The New Mexico Environment Department (NMED) plans to rule by June 1 on a proposal from the U.S. Energy Department to modify the method used to calculate the volume of transuranic waste being disposed of at the Waste Isolation Pilot Plant (WIPP).
The Energy Department and site contractor Nuclear Waste Partnership filed the application Jan. 31 seeking to amend the state Hazardous Waste Facility Permit for the underground disposal site.
The New Mexico Environment Department normally has 90 days to rule upon such an application. But on April 27 the state agency announced a 30-day extension, with a new June 1 deadline.
Basically, the permit holders want to change the way waste volume is counted underground. With state approval, empty space between drums inside a standard waste container would no longer be counted as waste when volume is measured. Advocates say this would better measure actual waste deposited in the mine.

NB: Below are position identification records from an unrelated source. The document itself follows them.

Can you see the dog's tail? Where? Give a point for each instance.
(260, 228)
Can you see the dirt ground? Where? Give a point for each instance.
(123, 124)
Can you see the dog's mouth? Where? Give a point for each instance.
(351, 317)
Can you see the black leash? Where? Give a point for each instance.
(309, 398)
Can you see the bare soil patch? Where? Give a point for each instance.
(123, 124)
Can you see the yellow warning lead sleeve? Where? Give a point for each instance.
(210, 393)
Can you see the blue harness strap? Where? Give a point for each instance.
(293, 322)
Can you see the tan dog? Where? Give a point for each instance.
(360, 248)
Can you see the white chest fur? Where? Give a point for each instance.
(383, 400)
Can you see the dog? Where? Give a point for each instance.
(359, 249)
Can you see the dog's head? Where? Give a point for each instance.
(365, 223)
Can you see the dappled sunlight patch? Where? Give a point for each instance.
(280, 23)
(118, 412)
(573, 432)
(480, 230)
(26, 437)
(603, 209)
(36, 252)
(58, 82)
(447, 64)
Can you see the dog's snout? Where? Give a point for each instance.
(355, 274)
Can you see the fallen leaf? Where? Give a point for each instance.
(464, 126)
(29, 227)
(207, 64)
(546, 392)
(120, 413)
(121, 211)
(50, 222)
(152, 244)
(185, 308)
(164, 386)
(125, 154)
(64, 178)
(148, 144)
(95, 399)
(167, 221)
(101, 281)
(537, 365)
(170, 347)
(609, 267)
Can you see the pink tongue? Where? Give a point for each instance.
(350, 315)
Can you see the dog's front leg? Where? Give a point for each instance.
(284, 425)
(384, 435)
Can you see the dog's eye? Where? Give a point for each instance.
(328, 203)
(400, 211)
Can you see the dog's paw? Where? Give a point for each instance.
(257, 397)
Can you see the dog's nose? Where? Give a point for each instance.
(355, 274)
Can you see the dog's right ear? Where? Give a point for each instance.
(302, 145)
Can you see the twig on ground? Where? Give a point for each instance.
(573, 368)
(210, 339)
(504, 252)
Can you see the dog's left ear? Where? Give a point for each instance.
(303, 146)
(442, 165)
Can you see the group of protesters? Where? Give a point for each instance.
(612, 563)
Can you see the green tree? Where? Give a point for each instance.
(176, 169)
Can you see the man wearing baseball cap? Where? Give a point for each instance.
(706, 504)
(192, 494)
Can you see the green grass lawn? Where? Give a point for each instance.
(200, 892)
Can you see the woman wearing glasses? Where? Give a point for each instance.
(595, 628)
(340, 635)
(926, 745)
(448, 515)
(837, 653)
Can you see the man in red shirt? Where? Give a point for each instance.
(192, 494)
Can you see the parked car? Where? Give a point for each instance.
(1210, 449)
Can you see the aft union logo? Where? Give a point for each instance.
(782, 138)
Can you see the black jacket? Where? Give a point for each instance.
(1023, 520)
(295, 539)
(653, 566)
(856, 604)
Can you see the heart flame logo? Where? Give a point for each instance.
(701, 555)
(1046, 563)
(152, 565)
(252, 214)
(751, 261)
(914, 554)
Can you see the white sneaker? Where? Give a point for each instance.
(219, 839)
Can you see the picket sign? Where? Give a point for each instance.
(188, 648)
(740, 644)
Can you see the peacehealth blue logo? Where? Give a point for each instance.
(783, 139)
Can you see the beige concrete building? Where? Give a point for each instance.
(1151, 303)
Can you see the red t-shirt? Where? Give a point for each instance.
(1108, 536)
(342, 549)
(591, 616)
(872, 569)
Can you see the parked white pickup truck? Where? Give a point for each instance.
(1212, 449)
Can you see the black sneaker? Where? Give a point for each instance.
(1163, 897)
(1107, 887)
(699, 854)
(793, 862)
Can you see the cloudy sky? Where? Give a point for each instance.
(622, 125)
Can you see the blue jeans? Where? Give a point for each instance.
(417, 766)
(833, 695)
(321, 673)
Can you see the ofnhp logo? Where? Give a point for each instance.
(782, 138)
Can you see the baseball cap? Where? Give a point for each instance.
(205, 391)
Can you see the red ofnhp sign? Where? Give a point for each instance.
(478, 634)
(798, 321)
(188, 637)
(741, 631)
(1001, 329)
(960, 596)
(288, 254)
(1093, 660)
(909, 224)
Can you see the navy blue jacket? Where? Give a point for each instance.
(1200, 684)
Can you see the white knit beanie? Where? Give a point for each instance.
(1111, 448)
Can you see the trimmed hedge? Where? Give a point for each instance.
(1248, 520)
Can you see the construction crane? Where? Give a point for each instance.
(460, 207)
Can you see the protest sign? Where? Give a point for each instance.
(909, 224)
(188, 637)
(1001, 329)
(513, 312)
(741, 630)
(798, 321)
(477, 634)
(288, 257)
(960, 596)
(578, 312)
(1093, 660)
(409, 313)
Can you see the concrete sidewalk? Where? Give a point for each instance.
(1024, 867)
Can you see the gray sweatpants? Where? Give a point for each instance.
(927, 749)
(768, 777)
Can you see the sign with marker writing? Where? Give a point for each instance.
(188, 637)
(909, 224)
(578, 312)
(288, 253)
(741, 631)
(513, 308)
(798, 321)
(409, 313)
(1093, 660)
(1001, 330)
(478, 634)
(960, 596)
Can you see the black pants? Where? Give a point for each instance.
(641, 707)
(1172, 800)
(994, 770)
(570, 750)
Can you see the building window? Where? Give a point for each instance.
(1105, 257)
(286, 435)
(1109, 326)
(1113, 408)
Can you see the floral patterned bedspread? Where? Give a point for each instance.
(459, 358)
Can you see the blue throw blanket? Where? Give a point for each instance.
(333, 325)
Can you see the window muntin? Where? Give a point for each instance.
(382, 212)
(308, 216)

The Government Accountability Office last September said DOE lacks sufficient existing space at WIPP to dispose of all defense-related TRU waste from various sites around the nation. Under current DOE disposal plans, WIPP would fill the existing disposal space by 2026. The Energy Department could push that back by revising the current mathematical method for counting waste, according to the GAO report. Physically expanding WIPP’s disposal space will require a lengthy regulatory approval, the 2017 report said.
WIPP’s Land Withdrawal Act caps the amount of TRU waste allowed at WIPP at 175,565 cubic meters.
Under the current accounting method, the Energy Department has already empaneled roughly 90,000 cubic meters, more than half its limit. The requested modification would reduce that total to about 60,000 cubic meters, “meaning WIPP is only about one third full, instead of half full. This would free up more space for WIPP’s intended use,” NWP spokesman Donavan Mager said by email.
With DOE expected to reach its currently recognized volume limit by 2026, the GAO noted it could be forced to suspend shipments of TRU waste while it applies for state regulatory approval to physically expand the underground repository.
Nuclear Watch New Mexico opposes the proposed NMED revision. The advocacy group’s operations and research director, Scott Kovac, says this record-keeping tweak would effectively postpone the point at which WIPP reaches its limit under the Land Withdrawal Act.
The watchdog group fears this is part of a multipronged effort to expand the amount of waste deposited in the underground repository. “The public has opposed WIPP expansion for years and decades” on safety grounds, NukeWatch said in a recent “call to action” for state residents. The advocacy group said DOE is seeking this change through a Class 2 permit modification request, which is less stringent than a Class 3 request, which would require a public hearing.
While the GAO said the currently authorized 10 panels of underground space are not enough to dispose of the existing inventory of the nation’s defense-related TRU waste, there is already talk of shipping additional material to WIPP.
The Energy Department’s semiautonomous National Nuclear Security Administration has approved downblending, to a TRU waste form, 6 metric tons of non-pit plutonium stored at the Savannah River Site in South Carolina. The resulting TRU waste will eventually be deposited at WIPP.
The Energy Department is also seeking congressional approval to cancel its MOX project to convert 34 metric tons of plutonium into nuclear reactor fuel, and instead process 34 metric tons of the material for safe disposal at WIPP.
WIPP Nears 100 Waste Shipments for 2018
WIPP has received 96 shipments of transuranic waste so far in 2018.
Seventy-three shipments have been from the Idaho National Laboratory, 13 from Waste Control Specialists in Texas, and 10 from the Oak Ridge Site in Tennessee.
The shipment total works out to roughly 6 shipments per week to the underground disposal site in the 16 weeks between Jan. 1 and April 25 — the latest date for which shipping data are publicly available. This would indicate WIPP has quickened the pace somewhat since reopening to outside shipments in April 2017 following a nearly three-year shutdown after a February 2014 underground radiation release.
Between April 7, 2017, and Dec. 31, 2017, WIPP took in 133 shipments, which averages out to 3.8 shipments per week over roughly 38 weeks.